Unduly warm for this time of the year. I have a feeling a freeze is coming soon, but who can know for sure? Nature gives us what she will, and we all dress accordingly, despite what we THINK the weather should or shouldn't be.

I bought a new pair of jeans today. I had to settle for a different kind than I normally buy. Usually I wear 'Relaxed Fit', allowing for my ample hips and butt. Come to find out, Old Navy is no longer going to carry that cut. It starts at 'Regular' and works on down to 'Boney Butt'. Also, it starts with the 'Just Below Waist' and ends with 'Don't Have to Pull These Down to Take a Piss'. Because, once you bend over, they just slip off your hips on down to your mid-thigh. Yes, I'm talking about Ultra-Low Waist jeans. What the hell are women THINKING buying this cut of jeans? What was it, exactly, that was SO alluring about plumber's crack that made us turn to the fashion industry and demand that we, too, have the opportunity to ventilate our ass-cracks every time we have to squat down to pick something up off the floor?
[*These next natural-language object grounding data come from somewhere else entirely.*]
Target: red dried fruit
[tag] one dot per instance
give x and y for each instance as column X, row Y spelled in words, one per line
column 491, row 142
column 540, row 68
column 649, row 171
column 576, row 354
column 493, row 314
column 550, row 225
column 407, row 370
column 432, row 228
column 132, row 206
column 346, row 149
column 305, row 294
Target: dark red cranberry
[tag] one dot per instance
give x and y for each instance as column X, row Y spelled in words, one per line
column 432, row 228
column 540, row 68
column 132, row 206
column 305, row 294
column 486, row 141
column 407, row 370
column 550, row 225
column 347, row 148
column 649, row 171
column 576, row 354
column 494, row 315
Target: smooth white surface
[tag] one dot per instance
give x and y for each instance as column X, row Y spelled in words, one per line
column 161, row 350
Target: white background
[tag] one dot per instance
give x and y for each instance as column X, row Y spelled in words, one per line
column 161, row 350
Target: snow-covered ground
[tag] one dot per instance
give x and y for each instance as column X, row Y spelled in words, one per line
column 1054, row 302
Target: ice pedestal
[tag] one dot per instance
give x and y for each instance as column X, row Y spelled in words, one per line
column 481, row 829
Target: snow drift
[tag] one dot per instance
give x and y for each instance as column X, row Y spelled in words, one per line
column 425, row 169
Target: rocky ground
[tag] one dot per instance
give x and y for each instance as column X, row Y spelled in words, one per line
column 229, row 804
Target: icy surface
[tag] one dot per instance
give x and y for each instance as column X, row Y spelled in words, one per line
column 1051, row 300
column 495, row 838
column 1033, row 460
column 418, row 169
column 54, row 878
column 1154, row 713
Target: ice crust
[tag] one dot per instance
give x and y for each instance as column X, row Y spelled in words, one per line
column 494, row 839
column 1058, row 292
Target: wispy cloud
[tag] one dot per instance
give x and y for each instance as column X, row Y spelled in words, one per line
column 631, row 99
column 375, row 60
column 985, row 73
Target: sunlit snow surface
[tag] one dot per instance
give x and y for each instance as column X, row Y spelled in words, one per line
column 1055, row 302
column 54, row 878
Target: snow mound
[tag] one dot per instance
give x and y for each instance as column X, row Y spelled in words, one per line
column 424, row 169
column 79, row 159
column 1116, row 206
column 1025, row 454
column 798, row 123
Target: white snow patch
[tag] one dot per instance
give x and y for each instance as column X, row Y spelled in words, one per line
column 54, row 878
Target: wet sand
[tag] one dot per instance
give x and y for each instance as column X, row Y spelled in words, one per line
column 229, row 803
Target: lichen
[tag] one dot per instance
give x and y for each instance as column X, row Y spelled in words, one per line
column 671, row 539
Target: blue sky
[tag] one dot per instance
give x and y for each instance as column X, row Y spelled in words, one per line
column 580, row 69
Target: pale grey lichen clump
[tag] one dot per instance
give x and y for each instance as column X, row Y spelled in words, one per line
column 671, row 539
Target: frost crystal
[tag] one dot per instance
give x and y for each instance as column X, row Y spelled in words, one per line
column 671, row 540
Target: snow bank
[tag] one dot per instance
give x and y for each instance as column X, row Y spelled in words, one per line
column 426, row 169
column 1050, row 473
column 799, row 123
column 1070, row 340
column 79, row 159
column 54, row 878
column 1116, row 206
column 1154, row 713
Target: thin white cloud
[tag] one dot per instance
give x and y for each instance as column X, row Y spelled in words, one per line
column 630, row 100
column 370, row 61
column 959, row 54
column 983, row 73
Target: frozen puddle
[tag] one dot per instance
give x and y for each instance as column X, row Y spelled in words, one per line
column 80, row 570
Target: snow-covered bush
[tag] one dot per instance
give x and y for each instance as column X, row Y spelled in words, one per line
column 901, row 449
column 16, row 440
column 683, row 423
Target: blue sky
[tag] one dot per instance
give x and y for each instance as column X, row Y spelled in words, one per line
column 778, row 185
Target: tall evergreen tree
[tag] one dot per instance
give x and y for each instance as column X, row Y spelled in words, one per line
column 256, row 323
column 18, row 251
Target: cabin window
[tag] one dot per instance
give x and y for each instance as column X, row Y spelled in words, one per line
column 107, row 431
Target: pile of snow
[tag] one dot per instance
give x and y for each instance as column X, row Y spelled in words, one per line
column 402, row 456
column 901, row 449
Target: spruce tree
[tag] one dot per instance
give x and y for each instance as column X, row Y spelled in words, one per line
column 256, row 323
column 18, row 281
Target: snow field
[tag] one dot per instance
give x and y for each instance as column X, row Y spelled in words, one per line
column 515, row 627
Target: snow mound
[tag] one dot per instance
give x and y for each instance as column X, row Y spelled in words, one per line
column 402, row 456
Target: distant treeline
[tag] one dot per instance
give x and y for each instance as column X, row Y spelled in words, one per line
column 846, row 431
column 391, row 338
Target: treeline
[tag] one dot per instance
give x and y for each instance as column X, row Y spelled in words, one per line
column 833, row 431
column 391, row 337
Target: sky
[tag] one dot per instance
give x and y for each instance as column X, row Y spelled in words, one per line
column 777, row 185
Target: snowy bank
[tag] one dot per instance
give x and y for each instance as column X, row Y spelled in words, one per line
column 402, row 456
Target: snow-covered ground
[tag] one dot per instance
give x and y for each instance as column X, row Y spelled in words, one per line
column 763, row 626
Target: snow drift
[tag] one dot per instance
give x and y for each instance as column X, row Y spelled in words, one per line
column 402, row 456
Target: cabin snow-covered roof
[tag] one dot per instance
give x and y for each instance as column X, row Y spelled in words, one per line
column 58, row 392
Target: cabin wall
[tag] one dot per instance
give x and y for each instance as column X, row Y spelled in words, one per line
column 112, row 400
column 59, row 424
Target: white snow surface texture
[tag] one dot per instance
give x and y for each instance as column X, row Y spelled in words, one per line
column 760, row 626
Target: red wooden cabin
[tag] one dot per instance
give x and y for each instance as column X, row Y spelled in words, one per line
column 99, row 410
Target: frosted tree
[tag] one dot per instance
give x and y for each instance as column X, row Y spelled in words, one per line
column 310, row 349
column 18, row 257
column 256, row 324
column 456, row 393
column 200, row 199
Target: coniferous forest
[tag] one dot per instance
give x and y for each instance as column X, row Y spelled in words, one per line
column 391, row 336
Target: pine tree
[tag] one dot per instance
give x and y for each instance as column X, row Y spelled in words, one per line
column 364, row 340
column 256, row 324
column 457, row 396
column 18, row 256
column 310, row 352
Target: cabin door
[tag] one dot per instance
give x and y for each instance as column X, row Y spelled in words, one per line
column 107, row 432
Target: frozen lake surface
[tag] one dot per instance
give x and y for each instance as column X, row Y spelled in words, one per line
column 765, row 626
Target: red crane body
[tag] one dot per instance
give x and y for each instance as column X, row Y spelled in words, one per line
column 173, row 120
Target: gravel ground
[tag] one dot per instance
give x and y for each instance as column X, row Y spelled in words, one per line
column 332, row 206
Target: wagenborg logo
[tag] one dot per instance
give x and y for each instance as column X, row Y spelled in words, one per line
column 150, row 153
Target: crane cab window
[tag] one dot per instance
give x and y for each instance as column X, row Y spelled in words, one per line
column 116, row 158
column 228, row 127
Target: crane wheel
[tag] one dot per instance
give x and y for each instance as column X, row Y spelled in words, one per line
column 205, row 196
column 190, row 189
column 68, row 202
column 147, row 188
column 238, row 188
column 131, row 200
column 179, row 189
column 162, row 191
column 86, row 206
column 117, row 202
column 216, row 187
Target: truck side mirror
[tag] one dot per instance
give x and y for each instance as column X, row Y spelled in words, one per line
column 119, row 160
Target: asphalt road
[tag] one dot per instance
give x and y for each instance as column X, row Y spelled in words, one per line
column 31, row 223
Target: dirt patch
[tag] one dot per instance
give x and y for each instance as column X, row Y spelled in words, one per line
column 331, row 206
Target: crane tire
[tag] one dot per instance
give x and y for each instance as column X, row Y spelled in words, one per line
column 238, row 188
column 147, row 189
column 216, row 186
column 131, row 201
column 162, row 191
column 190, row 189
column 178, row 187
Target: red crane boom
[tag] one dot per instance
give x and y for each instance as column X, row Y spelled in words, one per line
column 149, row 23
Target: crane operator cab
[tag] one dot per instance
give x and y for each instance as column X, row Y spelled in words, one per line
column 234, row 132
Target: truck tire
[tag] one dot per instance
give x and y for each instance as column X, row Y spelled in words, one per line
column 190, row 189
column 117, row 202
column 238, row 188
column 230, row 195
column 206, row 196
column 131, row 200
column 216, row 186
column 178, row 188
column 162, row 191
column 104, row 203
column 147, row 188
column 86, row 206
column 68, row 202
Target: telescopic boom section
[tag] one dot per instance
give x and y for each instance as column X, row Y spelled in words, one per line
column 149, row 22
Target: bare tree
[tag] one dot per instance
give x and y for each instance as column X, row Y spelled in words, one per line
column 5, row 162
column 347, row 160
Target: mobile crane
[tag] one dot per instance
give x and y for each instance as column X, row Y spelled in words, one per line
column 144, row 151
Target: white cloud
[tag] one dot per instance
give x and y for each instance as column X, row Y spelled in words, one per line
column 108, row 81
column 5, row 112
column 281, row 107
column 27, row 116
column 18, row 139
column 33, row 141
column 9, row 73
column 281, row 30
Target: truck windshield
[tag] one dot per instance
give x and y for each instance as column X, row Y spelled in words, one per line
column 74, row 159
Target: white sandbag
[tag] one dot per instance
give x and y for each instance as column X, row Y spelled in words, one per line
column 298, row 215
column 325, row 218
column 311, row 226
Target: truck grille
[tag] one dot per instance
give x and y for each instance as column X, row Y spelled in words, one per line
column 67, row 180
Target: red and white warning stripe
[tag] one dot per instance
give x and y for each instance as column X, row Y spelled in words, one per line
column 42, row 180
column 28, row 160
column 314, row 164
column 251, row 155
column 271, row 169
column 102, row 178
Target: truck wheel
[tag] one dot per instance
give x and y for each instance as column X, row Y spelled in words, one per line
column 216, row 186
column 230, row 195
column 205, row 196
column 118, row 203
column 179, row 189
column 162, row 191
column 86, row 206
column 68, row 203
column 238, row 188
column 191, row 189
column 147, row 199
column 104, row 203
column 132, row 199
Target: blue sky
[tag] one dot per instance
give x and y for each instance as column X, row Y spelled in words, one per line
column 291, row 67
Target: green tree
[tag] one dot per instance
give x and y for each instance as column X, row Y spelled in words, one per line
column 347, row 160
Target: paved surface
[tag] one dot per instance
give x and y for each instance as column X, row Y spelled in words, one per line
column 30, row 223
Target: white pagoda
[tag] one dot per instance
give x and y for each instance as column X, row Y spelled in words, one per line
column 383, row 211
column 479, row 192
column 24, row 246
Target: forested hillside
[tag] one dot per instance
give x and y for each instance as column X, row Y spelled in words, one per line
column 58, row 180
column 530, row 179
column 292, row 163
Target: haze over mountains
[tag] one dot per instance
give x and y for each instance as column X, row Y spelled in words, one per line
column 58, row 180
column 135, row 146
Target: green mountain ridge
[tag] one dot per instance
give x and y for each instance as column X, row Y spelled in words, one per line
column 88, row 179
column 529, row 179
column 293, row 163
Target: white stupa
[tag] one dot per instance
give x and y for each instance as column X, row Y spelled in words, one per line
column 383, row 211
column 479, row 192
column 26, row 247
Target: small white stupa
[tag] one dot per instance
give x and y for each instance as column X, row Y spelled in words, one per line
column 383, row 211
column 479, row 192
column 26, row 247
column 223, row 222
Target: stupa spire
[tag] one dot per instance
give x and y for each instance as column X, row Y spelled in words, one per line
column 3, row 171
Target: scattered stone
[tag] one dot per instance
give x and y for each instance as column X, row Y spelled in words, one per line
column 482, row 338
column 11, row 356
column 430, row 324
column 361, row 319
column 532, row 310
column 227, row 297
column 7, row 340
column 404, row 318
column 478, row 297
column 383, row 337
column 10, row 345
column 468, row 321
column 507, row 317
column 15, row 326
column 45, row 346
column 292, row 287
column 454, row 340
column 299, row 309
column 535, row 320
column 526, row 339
I'm happy to say that, though they are supposed to come 'just below the waist', they seem to fit fine. Thank goodness I wear long shirts, that's all I'm sayin'. And for all those other women who are wearing low-riders, perhaps we can all be thankful for you for the unseasonable warm weather.

1 Comments:

At January 27, 2006 4:02 AM, Blogger Erica said...

Yes, but like those prematurely optimistic pansies in the yard, these butt-crack betties will soon be RUEING the day they stepped out in such shameful attire! No matter how easy it is to pee when the button of your jeans is at beaver-level, it is amazingly difficult to POOP when your buttcheeks are frozen together. Is all I'm sayin.